Correspondingly, recall is the percentage of correctly labelled positive results over all positive cases, i.e. it is a measure of the ability of a system to identify positive cases.
recall= TPTP+FN
(1)
Precision is the percentage of correctly labelled positive results over all positive labelled results, i.e. it is a measure of the reproducibility of a classifier of the positive results.
precision= TPTP+FP
(2)
And, the F-score is the harmonic mean between precision and recall.
F-score=2*precision×recallprecision+recall
(3)

Partial hits, i.e. predictions that only in part overlapped with the manually defined gold standard annotations, were not taken into account in the analyses. Micro-average statistics were calculated globally by counting the total true positives, false negatives and false positives. Conversely, macro-average statistics were calculated by counting the true positives, false negatives and false positives on a per-document basis and then averaged across documents.

Benchmarking

CHEMDNER participants could submit a total of five runs per task for final evaluation.

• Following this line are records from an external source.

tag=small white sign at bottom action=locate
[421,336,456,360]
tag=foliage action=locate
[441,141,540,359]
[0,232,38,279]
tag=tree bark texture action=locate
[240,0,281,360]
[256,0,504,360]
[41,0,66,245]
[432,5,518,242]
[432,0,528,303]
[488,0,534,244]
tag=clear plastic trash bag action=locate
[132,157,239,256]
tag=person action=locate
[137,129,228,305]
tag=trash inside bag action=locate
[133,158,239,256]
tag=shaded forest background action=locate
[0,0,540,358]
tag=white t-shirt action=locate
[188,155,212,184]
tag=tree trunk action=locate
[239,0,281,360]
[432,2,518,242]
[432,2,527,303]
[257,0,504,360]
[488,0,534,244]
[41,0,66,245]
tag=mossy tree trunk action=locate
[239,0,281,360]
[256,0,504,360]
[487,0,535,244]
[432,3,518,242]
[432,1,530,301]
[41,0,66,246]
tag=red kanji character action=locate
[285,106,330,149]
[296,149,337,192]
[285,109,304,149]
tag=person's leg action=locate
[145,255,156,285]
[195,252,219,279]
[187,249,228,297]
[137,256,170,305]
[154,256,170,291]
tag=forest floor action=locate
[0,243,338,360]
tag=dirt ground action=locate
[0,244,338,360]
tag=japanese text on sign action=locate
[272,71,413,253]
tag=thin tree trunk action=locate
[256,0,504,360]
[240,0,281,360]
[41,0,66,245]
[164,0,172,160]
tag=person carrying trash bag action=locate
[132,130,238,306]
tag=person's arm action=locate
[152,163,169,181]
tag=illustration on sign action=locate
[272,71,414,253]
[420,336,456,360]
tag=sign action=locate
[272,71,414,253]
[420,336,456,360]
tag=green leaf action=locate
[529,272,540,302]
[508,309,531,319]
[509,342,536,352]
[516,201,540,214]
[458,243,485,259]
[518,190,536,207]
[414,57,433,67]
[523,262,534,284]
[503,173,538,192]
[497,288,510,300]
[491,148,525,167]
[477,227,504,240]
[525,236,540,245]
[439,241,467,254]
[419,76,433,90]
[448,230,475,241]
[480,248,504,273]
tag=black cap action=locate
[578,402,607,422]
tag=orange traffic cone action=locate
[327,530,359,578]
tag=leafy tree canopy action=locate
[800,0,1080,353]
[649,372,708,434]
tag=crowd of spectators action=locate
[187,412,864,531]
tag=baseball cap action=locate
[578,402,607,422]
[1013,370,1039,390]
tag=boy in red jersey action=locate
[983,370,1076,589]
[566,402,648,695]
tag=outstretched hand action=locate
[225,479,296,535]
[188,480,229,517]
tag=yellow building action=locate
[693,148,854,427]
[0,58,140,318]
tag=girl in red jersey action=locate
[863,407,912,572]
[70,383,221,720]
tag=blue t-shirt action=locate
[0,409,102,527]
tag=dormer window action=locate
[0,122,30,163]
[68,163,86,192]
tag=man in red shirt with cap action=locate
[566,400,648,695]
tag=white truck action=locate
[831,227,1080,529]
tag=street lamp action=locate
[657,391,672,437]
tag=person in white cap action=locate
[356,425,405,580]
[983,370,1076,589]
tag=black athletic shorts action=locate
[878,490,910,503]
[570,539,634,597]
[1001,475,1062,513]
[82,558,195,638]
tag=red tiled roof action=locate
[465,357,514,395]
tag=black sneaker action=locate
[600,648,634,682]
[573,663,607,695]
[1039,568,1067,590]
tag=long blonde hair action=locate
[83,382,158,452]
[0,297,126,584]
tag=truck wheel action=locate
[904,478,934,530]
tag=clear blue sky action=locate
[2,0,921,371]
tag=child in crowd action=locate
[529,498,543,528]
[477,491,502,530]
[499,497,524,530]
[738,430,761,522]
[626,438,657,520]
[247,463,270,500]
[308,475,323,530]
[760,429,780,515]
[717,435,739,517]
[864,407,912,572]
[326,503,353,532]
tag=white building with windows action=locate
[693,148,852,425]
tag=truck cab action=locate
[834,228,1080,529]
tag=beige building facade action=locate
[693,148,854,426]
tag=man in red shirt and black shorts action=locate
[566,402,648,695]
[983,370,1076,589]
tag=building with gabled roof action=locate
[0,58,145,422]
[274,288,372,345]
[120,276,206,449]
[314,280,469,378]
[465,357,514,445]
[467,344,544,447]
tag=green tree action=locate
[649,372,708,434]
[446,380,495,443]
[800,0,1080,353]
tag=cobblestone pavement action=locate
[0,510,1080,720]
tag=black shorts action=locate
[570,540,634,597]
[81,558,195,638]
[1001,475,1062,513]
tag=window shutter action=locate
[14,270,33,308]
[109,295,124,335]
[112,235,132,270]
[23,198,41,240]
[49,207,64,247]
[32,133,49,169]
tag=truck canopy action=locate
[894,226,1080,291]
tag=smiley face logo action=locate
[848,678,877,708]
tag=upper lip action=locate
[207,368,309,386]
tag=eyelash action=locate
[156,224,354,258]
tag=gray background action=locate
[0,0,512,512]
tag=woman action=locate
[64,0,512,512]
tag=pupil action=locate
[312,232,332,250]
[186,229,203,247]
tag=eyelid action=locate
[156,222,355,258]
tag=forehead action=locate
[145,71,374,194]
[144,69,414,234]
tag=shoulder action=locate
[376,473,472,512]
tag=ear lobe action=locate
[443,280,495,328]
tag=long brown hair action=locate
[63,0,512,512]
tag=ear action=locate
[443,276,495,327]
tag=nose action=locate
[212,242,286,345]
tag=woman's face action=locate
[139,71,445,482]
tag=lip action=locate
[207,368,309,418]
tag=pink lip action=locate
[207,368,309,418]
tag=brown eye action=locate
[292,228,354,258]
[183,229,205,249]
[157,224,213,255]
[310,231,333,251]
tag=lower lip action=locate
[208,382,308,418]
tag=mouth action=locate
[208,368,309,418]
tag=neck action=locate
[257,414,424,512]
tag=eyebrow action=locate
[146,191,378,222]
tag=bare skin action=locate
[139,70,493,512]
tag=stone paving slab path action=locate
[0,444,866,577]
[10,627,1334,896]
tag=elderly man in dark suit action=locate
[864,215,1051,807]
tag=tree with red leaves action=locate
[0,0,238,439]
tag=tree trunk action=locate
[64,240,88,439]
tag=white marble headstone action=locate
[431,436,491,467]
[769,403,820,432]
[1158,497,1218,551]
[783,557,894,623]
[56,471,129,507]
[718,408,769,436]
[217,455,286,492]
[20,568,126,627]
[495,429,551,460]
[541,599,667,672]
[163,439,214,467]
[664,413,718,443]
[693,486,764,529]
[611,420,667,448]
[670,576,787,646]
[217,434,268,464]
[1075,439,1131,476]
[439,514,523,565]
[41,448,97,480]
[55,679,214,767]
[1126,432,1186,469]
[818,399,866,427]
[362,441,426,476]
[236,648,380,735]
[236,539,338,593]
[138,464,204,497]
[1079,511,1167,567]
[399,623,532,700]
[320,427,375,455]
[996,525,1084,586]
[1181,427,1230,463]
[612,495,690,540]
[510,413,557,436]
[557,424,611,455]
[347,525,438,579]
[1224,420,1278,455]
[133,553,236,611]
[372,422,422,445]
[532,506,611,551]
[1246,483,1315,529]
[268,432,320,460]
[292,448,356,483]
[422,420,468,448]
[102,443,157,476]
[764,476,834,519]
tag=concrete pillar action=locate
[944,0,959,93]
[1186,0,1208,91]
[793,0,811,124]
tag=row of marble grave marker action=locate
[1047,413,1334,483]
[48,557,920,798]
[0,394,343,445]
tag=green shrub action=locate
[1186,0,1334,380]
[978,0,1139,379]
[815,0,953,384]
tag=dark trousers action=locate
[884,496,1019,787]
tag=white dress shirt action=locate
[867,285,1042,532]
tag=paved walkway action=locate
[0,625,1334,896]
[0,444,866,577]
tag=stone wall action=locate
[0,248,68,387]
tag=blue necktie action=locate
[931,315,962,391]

The micro-averaged recall, precision and F-score statistics were used for final prediction scoring, and F-score was used as main evaluation metric.

Furthermore, Markyt analytical environment supported the examination of the statistical significance of each prediction with respect to the other final submissions by means of bootstrap resampling simulation, in a similar way to what was done in the previous CHEMDNER challenge ( 9 , 17 ). This statistical analysis was done for both the CEMP and GPRO tasks by taking 2500 bootstrapped samples from all the documents in the test sets (a total of 7000 documents in each set) that had annotations. The micro-average F-scores for each team on each sample were calculated and these 2500 resampled results were then used to calculate the standard deviation of the F-score of each team (SDs). Teams were grouped based on statistically significant difference (at two SD) between results.

Results

Management of annotation projects and gold standard preparation

The CHEMDNER challenge involved the annotation of a total of 21 000 medicinal chemistry patents ( 11 , 12 ). The patents came from the following agencies: the World Intellectual Property Organization (WIPO), the European Patent Office (EPO), the United States Patent and Trademark Office (USPTO), Canadian Intellectual Property Office (CIPO), the German Patent and Trade Mark Office (DPMA) and the State Intellectual Property Office of the People's Republic of China (SIPO).

CEMP and GPRO tasks were supported by the same document sets, but annotation was independent and complied with the guidelines established by the organizers for each task. Details on task guidelines can be found at http://www.biocreative.org/media/store/files/2015/cemp_patent_guidelines_v1.pdf .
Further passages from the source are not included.